L'arrivée de Lucien Bouchard au pouvoir en 1996 marque cependant le début de ce que certains qualifient de ralentissement ou de déclin. Il faut dire aussi que c'est une période de deuil et de difficultés pour Guy Chevrette, qui perd sa femme et son père en l'espace d'un an.

Certaines voix commencent à se faire entendre, laissant penser qu'il serait peut-être temps que le politicien prenne sa retraite.

Certaines décisions de son chef Lucien Bouchard l'ulcèrent : il se fait retirer, par exemple, le poste de leader parlementaire. Bernard Landry aura beaucoup plus d'influence que lui au sein du cabinet Bouchard.

« Parizeau avait besoin du populiste Chevrette alors que Bouchard a davantage besoin de l'économiste qu'est Landry », selon Michel David, cité dans un article paru en 1998 dans l'Actualité.

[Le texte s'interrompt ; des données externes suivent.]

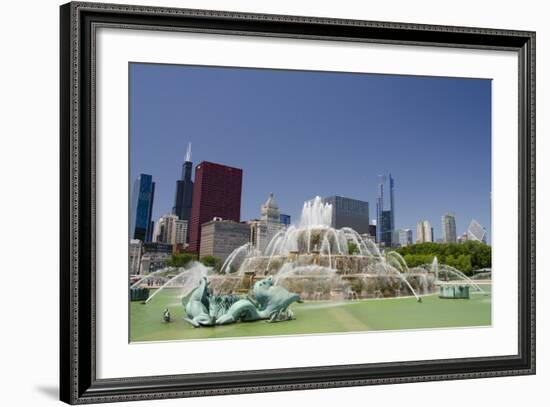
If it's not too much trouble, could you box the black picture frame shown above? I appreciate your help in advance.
[60,2,535,404]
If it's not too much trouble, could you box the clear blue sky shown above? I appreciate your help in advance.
[130,64,491,244]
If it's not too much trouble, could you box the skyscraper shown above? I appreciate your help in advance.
[376,174,395,246]
[323,195,369,234]
[176,143,197,240]
[189,161,243,252]
[130,174,155,242]
[467,219,487,243]
[153,214,187,245]
[416,220,434,243]
[248,193,284,252]
[441,212,456,243]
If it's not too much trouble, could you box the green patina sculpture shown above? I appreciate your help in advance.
[185,277,300,327]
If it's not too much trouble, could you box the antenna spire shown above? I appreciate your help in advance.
[185,143,191,162]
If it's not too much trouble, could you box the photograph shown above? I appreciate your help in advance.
[129,61,496,343]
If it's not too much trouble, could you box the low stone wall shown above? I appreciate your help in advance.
[206,273,436,300]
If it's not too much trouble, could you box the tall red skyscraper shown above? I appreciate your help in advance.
[189,161,243,253]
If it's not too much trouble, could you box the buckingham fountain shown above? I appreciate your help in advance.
[130,197,484,327]
[205,197,437,301]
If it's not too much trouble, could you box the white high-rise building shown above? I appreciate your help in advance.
[398,229,412,247]
[153,214,187,244]
[467,219,487,243]
[249,193,286,252]
[128,239,141,274]
[441,212,456,243]
[416,220,434,243]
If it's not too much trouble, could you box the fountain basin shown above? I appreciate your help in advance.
[439,284,470,300]
[130,287,149,301]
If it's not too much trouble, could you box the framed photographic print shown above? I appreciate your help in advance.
[60,3,535,404]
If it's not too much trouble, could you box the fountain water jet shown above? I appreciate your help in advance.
[145,262,209,304]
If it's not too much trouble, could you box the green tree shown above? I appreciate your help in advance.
[166,253,196,267]
[396,241,491,274]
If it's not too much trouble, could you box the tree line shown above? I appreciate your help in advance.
[395,241,491,275]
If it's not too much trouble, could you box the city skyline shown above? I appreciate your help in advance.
[130,64,491,241]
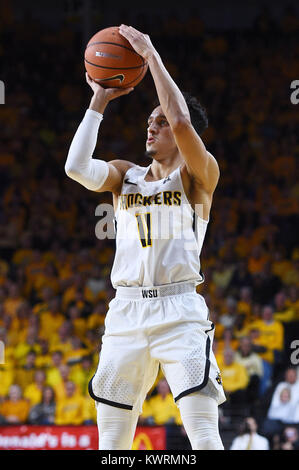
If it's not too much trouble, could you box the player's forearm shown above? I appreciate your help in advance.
[64,108,109,191]
[147,51,190,129]
[89,93,109,114]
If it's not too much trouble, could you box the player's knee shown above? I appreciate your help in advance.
[192,436,224,450]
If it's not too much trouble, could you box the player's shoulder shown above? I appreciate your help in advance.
[109,160,147,176]
[109,159,137,174]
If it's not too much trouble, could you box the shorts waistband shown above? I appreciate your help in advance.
[115,282,196,300]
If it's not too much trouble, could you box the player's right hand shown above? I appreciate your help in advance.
[85,72,134,104]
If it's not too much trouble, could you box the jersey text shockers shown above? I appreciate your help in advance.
[111,165,208,290]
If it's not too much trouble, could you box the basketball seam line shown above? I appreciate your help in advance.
[84,59,145,70]
[86,41,145,62]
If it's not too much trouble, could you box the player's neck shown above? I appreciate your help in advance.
[148,154,183,180]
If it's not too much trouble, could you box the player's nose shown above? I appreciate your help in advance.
[147,121,157,135]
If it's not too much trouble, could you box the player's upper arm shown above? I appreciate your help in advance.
[173,120,220,193]
[96,160,135,194]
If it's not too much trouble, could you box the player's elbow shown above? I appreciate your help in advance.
[64,160,78,180]
[171,114,192,133]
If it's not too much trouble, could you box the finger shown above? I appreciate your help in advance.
[110,87,134,98]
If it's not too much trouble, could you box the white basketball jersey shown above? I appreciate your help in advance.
[111,165,208,288]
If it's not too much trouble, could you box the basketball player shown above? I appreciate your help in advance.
[65,25,225,450]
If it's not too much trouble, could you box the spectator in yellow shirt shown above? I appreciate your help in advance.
[40,297,65,341]
[235,336,264,403]
[248,305,284,364]
[273,290,296,323]
[28,385,56,425]
[14,351,36,391]
[220,348,249,406]
[24,370,46,406]
[0,384,30,424]
[49,321,72,355]
[55,380,86,426]
[248,305,284,395]
[4,282,25,316]
[46,351,63,387]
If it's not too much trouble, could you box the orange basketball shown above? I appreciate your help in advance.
[84,26,148,88]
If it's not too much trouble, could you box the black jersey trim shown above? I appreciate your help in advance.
[174,323,215,402]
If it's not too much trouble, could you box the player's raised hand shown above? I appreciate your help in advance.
[85,72,134,113]
[119,24,155,60]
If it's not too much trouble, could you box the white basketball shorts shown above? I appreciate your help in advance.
[89,283,225,412]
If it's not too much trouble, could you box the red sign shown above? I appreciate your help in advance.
[0,425,166,450]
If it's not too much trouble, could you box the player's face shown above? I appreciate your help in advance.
[146,106,177,158]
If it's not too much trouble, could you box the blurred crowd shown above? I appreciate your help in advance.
[0,2,299,449]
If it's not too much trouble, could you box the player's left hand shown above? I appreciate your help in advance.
[119,24,155,61]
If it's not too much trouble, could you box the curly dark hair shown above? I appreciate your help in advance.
[154,91,209,135]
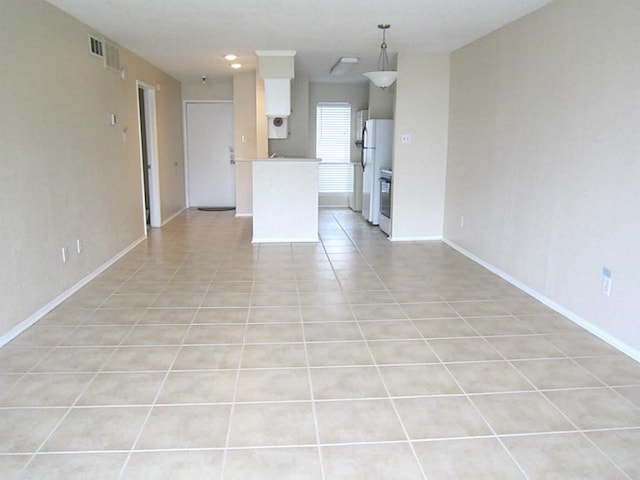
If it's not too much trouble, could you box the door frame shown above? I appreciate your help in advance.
[136,80,162,231]
[182,100,238,208]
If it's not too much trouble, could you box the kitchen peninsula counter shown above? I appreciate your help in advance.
[238,157,320,243]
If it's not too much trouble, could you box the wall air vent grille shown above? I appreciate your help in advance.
[89,35,104,58]
[104,42,122,72]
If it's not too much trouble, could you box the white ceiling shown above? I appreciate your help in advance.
[48,0,551,82]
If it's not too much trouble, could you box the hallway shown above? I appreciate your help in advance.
[0,209,640,480]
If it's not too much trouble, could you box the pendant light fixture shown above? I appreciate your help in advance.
[364,23,398,88]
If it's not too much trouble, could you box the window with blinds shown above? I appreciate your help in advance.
[316,102,353,193]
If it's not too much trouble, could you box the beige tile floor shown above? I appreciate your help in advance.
[0,210,640,480]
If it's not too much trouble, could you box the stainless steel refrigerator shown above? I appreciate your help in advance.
[361,120,393,225]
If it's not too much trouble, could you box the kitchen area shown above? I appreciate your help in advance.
[225,52,394,243]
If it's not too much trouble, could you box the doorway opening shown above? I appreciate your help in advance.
[137,82,162,232]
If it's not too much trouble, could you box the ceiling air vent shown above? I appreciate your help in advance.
[89,35,104,58]
[104,42,122,72]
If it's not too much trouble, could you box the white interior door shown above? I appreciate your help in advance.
[186,102,236,207]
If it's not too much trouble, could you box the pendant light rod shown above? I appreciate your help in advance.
[378,23,391,72]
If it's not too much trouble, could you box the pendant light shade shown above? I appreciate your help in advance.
[364,23,398,88]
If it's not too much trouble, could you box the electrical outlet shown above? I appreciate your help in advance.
[600,267,611,297]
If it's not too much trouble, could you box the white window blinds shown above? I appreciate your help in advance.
[316,102,353,193]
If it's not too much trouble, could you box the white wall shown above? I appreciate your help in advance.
[233,72,258,215]
[0,0,184,344]
[445,0,640,358]
[182,79,233,101]
[390,52,449,240]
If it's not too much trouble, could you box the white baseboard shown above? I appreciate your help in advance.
[443,238,640,362]
[251,237,320,243]
[389,232,442,242]
[0,236,146,347]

Le 29 janvier 1996, Guy Chevrette est nommé ministre d'État des Ressources naturelles, ministre responsable du Développement des régions, ministre responsable des Affaires autochtones et ministre responsable de la Réforme électorale et parlementaire. Il est aussi ministre responsable de la région de Lanaudière et de la région Nord-du-Québec. À la suite de la création du ministère des Régions et du rattachement du Secrétariat aux Affaires autochtones au ministère du Conseil exécutif, le 1er avril 1998, il est nommé ministre des Régions et ministre délégué aux Affaires autochtones, tout en conservant ses autres fonctions.

À la tête des Ressources naturelles, c'est lui qui choisira André Caillé pour remettre de l'ordre à Hydro-Québec.

 

 

 

Le 23 septembre 1998, il est nommé ministre d'État des Ressources naturelles, ministre délégué aux Affaires autochtones et ministre responsable de la Réforme électorale.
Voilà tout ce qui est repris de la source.